I can't believe that so many people don't get it!

Discussion of anything and everything relating to chess playing software and machines.

Moderators: hgm, Rebel, chrisw

User avatar
Rebel
Posts: 6991
Joined: Thu Aug 18, 2011 12:04 pm

Re: I can't believe that so many people don't get it!

Post by Rebel »

hgm wrote:The 100 games all started from the normal start position.
Nothing of that in the document.

But if so,then where are all the random openings coming from? Nothing in the paper. And I may assume no randomness in SF. We have only seen 10 games and I may hope no doubles with 1 min per move and then BOOM -> force move.

Instead we have:

Table 2 analyses the most common human openings (those played more than 100,000 times in an online database of human chess games (1)). Each of these openings is independently discovered and played frequently by AlphaZero during self-play training. When starting from each human opening, AlphaZero convincingly defeated Stockfish, suggesting that it has indeed mastered a wide spectrumof chess play.
User avatar
hgm
Posts: 27795
Joined: Fri Mar 10, 2006 10:06 am
Location: Amsterdam
Full name: H G Muller

Re: I can't believe that so many people don't get it!

Post by hgm »

One question: was Romi Chess in any way learning while it was playing its opponent. Or was it purely learing from self play, and only using the thus learned knowledge against Rybka.

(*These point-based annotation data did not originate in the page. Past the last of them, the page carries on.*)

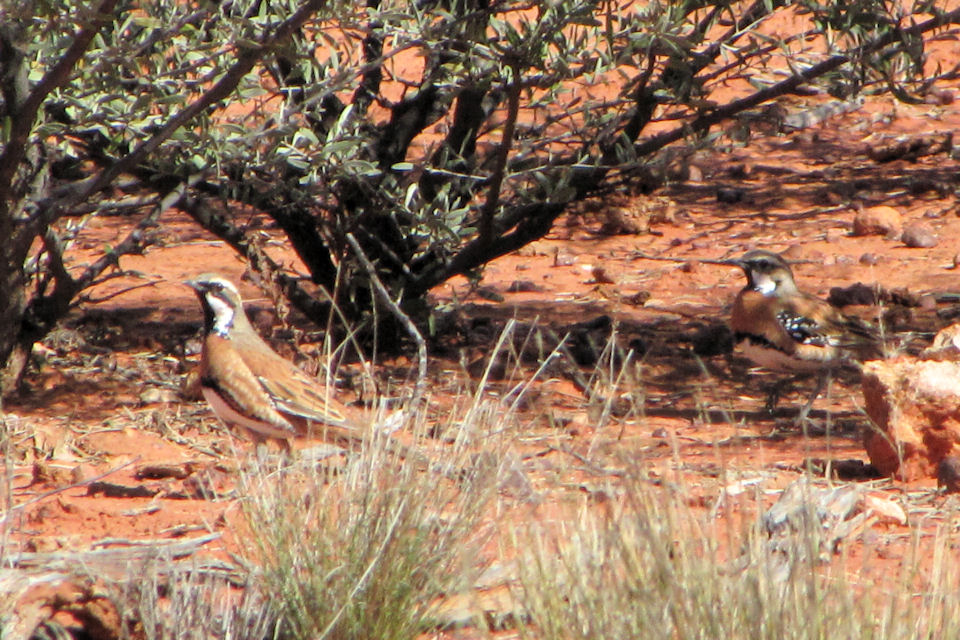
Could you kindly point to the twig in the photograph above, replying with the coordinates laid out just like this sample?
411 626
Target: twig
421 384
75 485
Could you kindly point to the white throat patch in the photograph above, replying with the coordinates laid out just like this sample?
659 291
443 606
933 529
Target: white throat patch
764 284
222 315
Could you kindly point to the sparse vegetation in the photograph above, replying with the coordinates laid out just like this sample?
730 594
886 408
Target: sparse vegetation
441 135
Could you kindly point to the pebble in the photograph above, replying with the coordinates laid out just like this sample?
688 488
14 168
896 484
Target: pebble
919 235
883 220
948 474
835 234
730 195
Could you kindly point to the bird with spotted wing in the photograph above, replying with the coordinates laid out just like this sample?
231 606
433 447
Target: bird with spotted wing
781 328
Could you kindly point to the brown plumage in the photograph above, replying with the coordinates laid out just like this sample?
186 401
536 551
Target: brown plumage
781 328
249 385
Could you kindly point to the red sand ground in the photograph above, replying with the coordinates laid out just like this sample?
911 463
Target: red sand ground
108 391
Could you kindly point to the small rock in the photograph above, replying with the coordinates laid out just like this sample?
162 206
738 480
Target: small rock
153 395
638 299
489 293
730 195
915 408
945 345
882 220
600 275
928 302
919 235
563 258
948 474
835 234
523 286
886 510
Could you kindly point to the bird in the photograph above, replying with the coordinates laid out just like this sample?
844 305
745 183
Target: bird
249 385
781 328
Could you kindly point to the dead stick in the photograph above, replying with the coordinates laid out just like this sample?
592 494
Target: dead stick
75 485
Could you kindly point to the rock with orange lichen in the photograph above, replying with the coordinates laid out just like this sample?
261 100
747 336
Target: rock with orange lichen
914 405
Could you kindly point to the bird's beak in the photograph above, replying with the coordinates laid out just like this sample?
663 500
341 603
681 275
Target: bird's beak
732 262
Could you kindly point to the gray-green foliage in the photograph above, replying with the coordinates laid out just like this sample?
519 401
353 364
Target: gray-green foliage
440 133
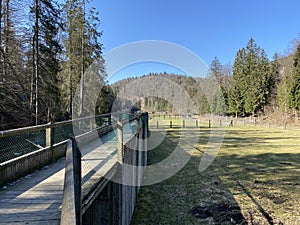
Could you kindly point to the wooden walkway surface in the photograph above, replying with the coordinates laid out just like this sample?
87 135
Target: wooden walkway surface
37 198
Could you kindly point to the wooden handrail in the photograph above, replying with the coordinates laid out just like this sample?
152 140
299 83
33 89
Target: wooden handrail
71 203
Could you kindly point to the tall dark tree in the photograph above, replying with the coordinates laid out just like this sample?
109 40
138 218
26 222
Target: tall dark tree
44 55
82 47
252 78
294 86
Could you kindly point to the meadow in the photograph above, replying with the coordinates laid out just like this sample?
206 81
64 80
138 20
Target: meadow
255 178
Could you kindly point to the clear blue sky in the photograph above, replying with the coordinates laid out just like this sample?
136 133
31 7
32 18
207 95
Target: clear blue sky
209 28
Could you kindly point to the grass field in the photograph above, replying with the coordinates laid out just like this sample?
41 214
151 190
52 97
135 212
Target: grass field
255 179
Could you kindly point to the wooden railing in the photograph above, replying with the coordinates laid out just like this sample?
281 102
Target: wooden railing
112 200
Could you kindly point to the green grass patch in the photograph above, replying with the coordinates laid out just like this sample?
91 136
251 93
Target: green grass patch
255 179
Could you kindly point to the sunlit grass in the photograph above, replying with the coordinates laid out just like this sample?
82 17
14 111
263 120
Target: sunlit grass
256 174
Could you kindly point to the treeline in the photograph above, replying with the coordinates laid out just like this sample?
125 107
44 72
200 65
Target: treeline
45 48
252 86
258 83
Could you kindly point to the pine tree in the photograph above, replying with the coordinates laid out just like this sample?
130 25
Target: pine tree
294 86
252 78
82 47
44 59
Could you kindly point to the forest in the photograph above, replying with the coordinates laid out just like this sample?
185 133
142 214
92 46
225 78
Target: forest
47 46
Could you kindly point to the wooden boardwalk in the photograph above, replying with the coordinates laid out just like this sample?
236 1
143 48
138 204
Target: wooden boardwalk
37 198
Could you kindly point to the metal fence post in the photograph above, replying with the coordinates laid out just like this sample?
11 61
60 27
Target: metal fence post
120 142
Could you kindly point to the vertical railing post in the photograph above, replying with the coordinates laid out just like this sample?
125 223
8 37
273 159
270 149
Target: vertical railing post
50 141
71 202
120 142
77 180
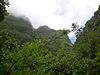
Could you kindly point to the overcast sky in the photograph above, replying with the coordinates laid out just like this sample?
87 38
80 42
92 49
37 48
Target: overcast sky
57 14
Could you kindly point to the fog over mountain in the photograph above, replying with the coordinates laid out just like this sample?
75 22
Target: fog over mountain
57 14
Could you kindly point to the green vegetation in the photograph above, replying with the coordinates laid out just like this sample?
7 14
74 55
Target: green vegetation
44 51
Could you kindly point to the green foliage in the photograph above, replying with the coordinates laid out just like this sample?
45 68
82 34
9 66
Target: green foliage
18 27
54 55
3 11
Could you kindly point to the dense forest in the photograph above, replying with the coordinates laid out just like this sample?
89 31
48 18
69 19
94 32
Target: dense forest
25 50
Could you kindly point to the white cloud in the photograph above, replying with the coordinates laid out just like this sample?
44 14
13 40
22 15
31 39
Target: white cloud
57 14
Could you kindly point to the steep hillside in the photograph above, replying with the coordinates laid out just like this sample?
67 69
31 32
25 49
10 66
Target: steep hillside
88 43
44 31
19 28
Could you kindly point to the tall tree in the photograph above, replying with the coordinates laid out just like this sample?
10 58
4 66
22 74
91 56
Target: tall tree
3 11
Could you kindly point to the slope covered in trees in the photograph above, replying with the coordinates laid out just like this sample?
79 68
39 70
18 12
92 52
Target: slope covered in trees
54 55
18 27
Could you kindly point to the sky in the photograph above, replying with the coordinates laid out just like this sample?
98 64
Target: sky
57 14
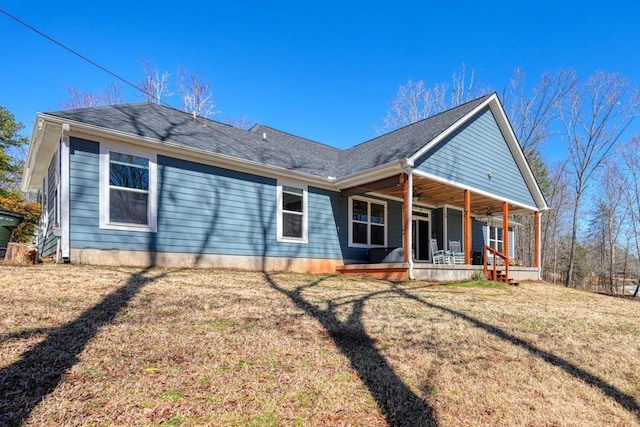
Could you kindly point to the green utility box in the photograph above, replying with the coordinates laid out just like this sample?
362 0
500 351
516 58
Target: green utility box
8 222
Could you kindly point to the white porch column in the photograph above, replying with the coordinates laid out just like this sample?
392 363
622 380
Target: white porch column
408 209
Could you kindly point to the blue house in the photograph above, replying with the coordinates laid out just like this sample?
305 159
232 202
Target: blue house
142 184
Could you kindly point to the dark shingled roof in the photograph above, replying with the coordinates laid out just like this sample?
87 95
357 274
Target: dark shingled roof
401 143
279 149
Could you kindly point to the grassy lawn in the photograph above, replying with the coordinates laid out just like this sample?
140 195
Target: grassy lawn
86 345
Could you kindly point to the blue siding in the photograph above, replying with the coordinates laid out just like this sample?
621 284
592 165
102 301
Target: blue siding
49 243
201 209
471 152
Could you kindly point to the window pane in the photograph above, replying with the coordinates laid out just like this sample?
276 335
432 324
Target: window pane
377 235
128 207
360 210
377 213
291 201
128 159
360 233
128 176
291 225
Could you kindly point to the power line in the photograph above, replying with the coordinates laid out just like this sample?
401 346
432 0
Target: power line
76 53
251 147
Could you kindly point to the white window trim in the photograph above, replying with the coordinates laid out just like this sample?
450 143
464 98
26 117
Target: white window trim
305 213
386 222
105 148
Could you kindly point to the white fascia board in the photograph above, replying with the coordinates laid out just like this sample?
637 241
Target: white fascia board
474 190
45 138
512 141
370 175
196 155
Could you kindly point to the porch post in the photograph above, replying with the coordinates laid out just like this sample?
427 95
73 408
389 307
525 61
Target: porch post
505 228
466 227
536 239
407 206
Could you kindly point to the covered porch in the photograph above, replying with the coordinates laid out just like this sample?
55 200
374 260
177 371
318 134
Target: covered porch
437 212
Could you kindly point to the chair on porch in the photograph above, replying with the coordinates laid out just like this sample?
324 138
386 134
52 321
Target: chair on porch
456 252
438 256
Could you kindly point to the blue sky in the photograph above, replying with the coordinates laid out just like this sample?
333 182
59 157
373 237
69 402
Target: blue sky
325 71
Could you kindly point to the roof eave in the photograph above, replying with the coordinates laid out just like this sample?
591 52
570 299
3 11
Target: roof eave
494 104
44 141
191 153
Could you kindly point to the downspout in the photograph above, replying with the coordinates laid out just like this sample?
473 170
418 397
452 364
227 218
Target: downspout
65 150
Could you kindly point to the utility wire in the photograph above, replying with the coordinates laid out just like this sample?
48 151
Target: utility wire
251 147
76 53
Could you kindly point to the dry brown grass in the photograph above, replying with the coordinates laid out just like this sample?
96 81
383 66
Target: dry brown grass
86 345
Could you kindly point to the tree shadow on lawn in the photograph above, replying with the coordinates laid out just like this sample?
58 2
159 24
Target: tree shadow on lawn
397 402
399 405
623 399
26 382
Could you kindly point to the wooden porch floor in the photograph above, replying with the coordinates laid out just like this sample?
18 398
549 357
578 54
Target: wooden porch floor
429 272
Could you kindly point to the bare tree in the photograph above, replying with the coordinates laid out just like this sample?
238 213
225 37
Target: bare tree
155 85
80 99
594 117
196 96
113 94
555 224
630 153
609 213
414 101
531 115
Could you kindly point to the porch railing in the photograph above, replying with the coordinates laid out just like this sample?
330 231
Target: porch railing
499 268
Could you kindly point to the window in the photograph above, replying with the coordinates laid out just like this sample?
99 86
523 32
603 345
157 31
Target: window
127 189
292 213
367 226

And a second question: the learn file was said to cotain WDL statistics of positions. How would Romi Chess benefit from that information once it got to a position that was not in the file?
FWCC
Posts: 117
Joined: Wed Aug 22, 2007 4:39 pm

Re: I can't believe that so many people don't get it!

Post by FWCC »

I don't think you get it sir Alpha Zero was using a new algorithm to also help it to learn chess and go there is more to it than learn files there is a deeper mathematics involved.As I have said before the possibilities are endless with this algorithm they can use Alpha 0 to help cure diseases to work on Stellar Mapping and also to come up with new propulsion for space travel the possibilities are endless.

FWCC
syzygy
Posts: 5563
Joined: Tue Feb 28, 2012 11:56 pm

Re: I can't believe that so many people don't get it!

Post by syzygy »

Rodolfo Leoni wrote:[As this conceptual experience got somehow backward propagated up to startposition, the system is the same of Romichess.
No, it's not.

Outbooking a deterministic opponent by repeating openings until a winning line is found is an obvious and ancient technique that has nothing to do with AlphaZero. OliThink used it on FICS more than 20 years ago. Many human players preceded OliThink.
Michael Sherwin
Posts: 3196
Joined: Fri May 26, 2006 3:00 am
Location: WY, USA
Full name: Michael Sherwin

Re: I can't believe that so many people don't get it!

Post by Michael Sherwin »

hgm wrote:One question: was Romi Chess in any way learning while it was playing its opponent. Or was it purely learing from self play, and only using the thus learned knowledge against Rybka.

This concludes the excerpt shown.